On the other hand, one can fuse the above 2 tables into a single one:

In [None]:
ratings_movies = ['title', 'genres', 'user_id', 'rating', 'unix_timestamp']

As you see, we still keep all the data fields, except for the 'movie_id' that is not needed anymore.  This is called the `denormalized` version.

The advantage of this one is that we have all the fields readily available in one single table, so querying it and getting info about all the fileds is straighforward.  The disadvantage is that this table will have many duplicated information, i.e. the 'title' and 'genres' fields will appear for all the ratings, which can be seen as a waste of space.

However, many times compression can get rid of many of the duplicated info in denormalized tables.  Let's see how to produce a denormalized table and how it fares compared with the normalized version.

## Denormalizing tables using pandas

In [None]:
import os
import numpy as np
import pandas as pd
import tables

In [None]:
# Import CSV files via pandas
dset = 'movielens-1m'
fdata = os.path.join(dset, 'ratings.dat.gz')
fitem = os.path.join(dset, 'movies.dat.gz')
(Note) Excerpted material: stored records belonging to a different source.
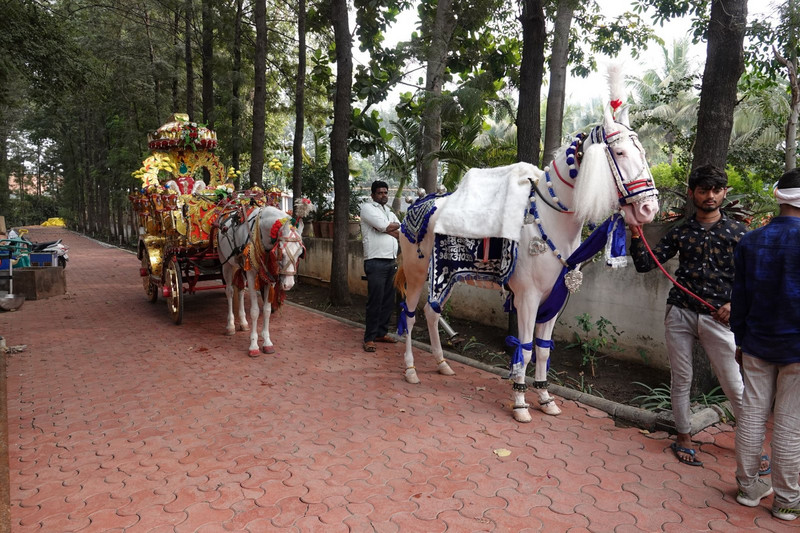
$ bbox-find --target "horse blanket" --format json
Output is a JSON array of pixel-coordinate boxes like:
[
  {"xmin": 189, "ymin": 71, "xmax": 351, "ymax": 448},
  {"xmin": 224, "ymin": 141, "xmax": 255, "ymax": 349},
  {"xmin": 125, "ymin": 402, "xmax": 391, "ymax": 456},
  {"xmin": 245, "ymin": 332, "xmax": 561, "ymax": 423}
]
[{"xmin": 436, "ymin": 163, "xmax": 544, "ymax": 242}]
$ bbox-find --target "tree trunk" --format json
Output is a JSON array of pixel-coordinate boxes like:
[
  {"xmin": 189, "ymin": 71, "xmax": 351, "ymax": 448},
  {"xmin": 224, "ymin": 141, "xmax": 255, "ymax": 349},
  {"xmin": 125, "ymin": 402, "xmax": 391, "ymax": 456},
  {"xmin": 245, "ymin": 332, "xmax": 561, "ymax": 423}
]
[
  {"xmin": 419, "ymin": 0, "xmax": 456, "ymax": 193},
  {"xmin": 331, "ymin": 0, "xmax": 353, "ymax": 306},
  {"xmin": 142, "ymin": 6, "xmax": 161, "ymax": 123},
  {"xmin": 203, "ymin": 0, "xmax": 216, "ymax": 130},
  {"xmin": 692, "ymin": 0, "xmax": 747, "ymax": 168},
  {"xmin": 0, "ymin": 119, "xmax": 10, "ymax": 209},
  {"xmin": 250, "ymin": 0, "xmax": 267, "ymax": 187},
  {"xmin": 292, "ymin": 0, "xmax": 306, "ymax": 202},
  {"xmin": 542, "ymin": 0, "xmax": 576, "ymax": 164},
  {"xmin": 171, "ymin": 9, "xmax": 181, "ymax": 113},
  {"xmin": 517, "ymin": 0, "xmax": 546, "ymax": 166},
  {"xmin": 183, "ymin": 0, "xmax": 194, "ymax": 122},
  {"xmin": 686, "ymin": 0, "xmax": 747, "ymax": 392},
  {"xmin": 231, "ymin": 0, "xmax": 244, "ymax": 181},
  {"xmin": 772, "ymin": 46, "xmax": 800, "ymax": 172}
]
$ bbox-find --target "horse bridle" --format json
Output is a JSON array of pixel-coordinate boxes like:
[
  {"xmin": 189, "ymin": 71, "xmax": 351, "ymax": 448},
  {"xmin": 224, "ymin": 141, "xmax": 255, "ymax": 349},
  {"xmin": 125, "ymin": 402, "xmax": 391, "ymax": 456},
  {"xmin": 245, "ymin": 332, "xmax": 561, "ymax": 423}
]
[
  {"xmin": 271, "ymin": 220, "xmax": 306, "ymax": 276},
  {"xmin": 592, "ymin": 126, "xmax": 658, "ymax": 205}
]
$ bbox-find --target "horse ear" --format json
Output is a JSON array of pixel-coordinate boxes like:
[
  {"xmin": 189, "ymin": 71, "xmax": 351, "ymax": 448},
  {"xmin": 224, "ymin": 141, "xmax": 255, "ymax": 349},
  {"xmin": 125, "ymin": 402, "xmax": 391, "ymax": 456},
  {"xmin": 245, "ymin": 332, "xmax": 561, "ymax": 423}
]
[
  {"xmin": 603, "ymin": 107, "xmax": 616, "ymax": 135},
  {"xmin": 617, "ymin": 105, "xmax": 631, "ymax": 129}
]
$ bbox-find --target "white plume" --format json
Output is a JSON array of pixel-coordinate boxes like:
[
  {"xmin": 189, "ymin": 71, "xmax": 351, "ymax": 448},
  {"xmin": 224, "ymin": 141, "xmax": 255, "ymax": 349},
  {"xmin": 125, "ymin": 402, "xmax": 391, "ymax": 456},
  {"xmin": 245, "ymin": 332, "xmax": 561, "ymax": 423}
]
[{"xmin": 606, "ymin": 62, "xmax": 625, "ymax": 102}]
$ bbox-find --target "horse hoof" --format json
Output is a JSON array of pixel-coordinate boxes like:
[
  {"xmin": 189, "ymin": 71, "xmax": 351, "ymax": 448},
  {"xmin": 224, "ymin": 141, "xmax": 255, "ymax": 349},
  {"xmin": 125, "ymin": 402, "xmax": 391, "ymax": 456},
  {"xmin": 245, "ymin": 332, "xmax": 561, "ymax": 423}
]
[
  {"xmin": 439, "ymin": 362, "xmax": 456, "ymax": 376},
  {"xmin": 512, "ymin": 409, "xmax": 533, "ymax": 424},
  {"xmin": 541, "ymin": 400, "xmax": 561, "ymax": 416}
]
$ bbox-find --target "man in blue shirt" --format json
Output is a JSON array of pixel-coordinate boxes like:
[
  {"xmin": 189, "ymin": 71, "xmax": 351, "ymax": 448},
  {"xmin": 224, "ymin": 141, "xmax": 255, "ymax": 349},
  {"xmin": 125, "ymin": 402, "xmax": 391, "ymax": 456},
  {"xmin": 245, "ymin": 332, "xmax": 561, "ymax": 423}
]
[
  {"xmin": 361, "ymin": 181, "xmax": 400, "ymax": 352},
  {"xmin": 730, "ymin": 169, "xmax": 800, "ymax": 520},
  {"xmin": 631, "ymin": 165, "xmax": 752, "ymax": 471}
]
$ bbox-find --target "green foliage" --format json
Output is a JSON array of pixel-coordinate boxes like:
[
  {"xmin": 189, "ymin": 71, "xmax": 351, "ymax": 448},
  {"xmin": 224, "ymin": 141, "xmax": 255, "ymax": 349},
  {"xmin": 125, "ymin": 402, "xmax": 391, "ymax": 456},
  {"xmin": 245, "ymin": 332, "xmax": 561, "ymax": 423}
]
[
  {"xmin": 564, "ymin": 372, "xmax": 604, "ymax": 398},
  {"xmin": 650, "ymin": 163, "xmax": 685, "ymax": 191},
  {"xmin": 303, "ymin": 164, "xmax": 333, "ymax": 220},
  {"xmin": 631, "ymin": 381, "xmax": 672, "ymax": 411},
  {"xmin": 5, "ymin": 195, "xmax": 68, "ymax": 228},
  {"xmin": 631, "ymin": 381, "xmax": 733, "ymax": 414},
  {"xmin": 567, "ymin": 313, "xmax": 624, "ymax": 377}
]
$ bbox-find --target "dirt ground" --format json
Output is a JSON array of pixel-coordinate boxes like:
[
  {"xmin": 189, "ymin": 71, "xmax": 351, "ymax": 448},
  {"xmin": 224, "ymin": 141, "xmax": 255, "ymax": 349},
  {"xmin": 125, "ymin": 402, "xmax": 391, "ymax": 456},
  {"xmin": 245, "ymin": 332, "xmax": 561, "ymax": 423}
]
[{"xmin": 287, "ymin": 279, "xmax": 669, "ymax": 405}]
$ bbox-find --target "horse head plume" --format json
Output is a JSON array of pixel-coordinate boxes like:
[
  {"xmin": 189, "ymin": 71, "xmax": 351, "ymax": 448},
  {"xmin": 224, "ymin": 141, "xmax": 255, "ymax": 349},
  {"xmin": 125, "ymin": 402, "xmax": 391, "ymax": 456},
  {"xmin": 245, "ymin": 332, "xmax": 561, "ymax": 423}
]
[{"xmin": 606, "ymin": 63, "xmax": 630, "ymax": 123}]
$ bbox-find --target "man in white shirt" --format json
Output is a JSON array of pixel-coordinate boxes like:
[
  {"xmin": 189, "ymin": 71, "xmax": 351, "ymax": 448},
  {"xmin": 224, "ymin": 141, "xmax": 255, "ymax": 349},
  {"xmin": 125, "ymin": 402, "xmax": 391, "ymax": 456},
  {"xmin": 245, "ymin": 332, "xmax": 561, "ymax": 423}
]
[{"xmin": 361, "ymin": 181, "xmax": 400, "ymax": 352}]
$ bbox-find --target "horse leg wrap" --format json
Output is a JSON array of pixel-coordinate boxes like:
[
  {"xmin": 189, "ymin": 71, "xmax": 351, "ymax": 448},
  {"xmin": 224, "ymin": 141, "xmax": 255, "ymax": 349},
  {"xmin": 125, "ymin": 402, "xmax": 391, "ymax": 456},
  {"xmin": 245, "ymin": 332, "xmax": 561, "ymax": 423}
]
[
  {"xmin": 533, "ymin": 380, "xmax": 555, "ymax": 405},
  {"xmin": 511, "ymin": 383, "xmax": 530, "ymax": 409}
]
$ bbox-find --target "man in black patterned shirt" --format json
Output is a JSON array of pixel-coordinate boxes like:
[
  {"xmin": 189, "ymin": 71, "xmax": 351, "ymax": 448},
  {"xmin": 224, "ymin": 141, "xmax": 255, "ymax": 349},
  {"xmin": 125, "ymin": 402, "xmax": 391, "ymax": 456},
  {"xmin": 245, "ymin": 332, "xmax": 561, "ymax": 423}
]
[{"xmin": 631, "ymin": 165, "xmax": 768, "ymax": 470}]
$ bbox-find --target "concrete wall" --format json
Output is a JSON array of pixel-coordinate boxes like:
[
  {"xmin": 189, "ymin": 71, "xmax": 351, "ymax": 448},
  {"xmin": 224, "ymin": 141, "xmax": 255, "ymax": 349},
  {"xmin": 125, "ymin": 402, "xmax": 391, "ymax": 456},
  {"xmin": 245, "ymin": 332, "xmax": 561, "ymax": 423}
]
[{"xmin": 299, "ymin": 235, "xmax": 677, "ymax": 369}]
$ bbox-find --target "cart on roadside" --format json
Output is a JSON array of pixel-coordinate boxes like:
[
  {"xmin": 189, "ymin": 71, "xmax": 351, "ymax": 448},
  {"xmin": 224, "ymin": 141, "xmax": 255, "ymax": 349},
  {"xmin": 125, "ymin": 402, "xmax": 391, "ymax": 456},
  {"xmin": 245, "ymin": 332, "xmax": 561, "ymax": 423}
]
[{"xmin": 129, "ymin": 114, "xmax": 280, "ymax": 324}]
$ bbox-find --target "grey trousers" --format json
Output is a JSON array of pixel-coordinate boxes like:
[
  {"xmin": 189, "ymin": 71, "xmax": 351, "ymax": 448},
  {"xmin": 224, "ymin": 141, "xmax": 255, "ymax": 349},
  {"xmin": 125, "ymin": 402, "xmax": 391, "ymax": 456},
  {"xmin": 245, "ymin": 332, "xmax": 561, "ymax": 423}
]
[
  {"xmin": 664, "ymin": 305, "xmax": 744, "ymax": 433},
  {"xmin": 736, "ymin": 354, "xmax": 800, "ymax": 508}
]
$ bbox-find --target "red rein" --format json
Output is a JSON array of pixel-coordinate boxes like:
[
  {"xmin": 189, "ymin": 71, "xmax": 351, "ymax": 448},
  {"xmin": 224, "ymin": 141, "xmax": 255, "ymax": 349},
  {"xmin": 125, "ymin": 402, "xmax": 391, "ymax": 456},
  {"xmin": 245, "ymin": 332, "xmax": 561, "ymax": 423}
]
[{"xmin": 631, "ymin": 227, "xmax": 717, "ymax": 312}]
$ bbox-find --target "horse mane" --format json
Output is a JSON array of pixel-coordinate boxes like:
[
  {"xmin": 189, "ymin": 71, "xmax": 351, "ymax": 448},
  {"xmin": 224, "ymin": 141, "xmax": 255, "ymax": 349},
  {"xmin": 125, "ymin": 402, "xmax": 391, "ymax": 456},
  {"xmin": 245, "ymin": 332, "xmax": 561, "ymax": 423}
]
[{"xmin": 573, "ymin": 139, "xmax": 619, "ymax": 223}]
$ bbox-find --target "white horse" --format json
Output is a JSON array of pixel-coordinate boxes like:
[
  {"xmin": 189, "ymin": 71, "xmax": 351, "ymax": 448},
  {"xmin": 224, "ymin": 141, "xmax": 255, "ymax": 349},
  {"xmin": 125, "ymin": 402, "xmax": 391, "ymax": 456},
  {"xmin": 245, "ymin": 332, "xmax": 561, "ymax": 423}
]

# pass in column names for each CSV
r_cols = ['user_id', 'movie_id', 'rating', 'unix_timestamp']
ratings = pd.read_csv(fdata, sep=';', names=r_cols)

m_cols = ['movie_id', 'title', 'genres']
movies = pd.read_csv(fitem, sep=';', names=m_cols,
                     dtype={'title': object, 'genres': object})

In [None]:
# create one merged DataFrame
lens = pd.merge(movies, ratings)

In [None]:
lens.ftypes

In [None]:
def to_hdf5_denorm(lens, filters):

    class Lens(tables.IsDescription):
        user_id = tables.Int32Col(pos=0)
        rating = tables.Int8Col(pos=1)
        unix_timestamp = tables.Int64Col(pos=2)
        title = tables.StringCol(100, pos=3)
        genres = tables.StringCol(50, pos=4)
        
    def get_filename(filters):
        if filters.complevel != 0:
            complib = filters.complib if ":" not in filters.complib else filters.complib.replace(":", "-")
            shuffle = "shuffle" if filters.shuffle else "noshuffle"
            filename = "%s/%s-%d-%s.h5" % (data_dir, complib, filters.complevel, shuffle)
        else:
            filename = "%s/no-compressed.h5" % (data_dir,)
        return filename

    filename = get_filename(filters)
    print("Creating file:", filename)
    with tables.open_file(filename, "w", filters=filters) as f:
        table_lens = f.create_table(f.root, "lens", Lens)
        table_lens.append([lens[col].values for col in table_lens.dtype.names])
    return filename

In [None]:
%%time
filters = tables.Filters(complevel=0, shuffle=True)
h5file = to_hdf5_denorm(lens, filters)

In [None]:
!ptdump -v -R0,10 {h5file}

In [None]:
%ls -lh structuring compression

As can be seen, the size of the denormalized table is much larger than the normalized one (156 MB vs 17 MB).  But that is without using compression.

### Exercise 1

Create a compressed version of the denormalized table and compare it with the same table in the normalized state.
What's the difference in size now?  Why do you think the compression process works much better in this case?

### Exercise 2

Create different files containing the denormalized table using different codecs.  Which one reduces the size better?  How does it compare with the files for the normalized version?

In the next section we will see the effect of querying normalized and denormalized tables.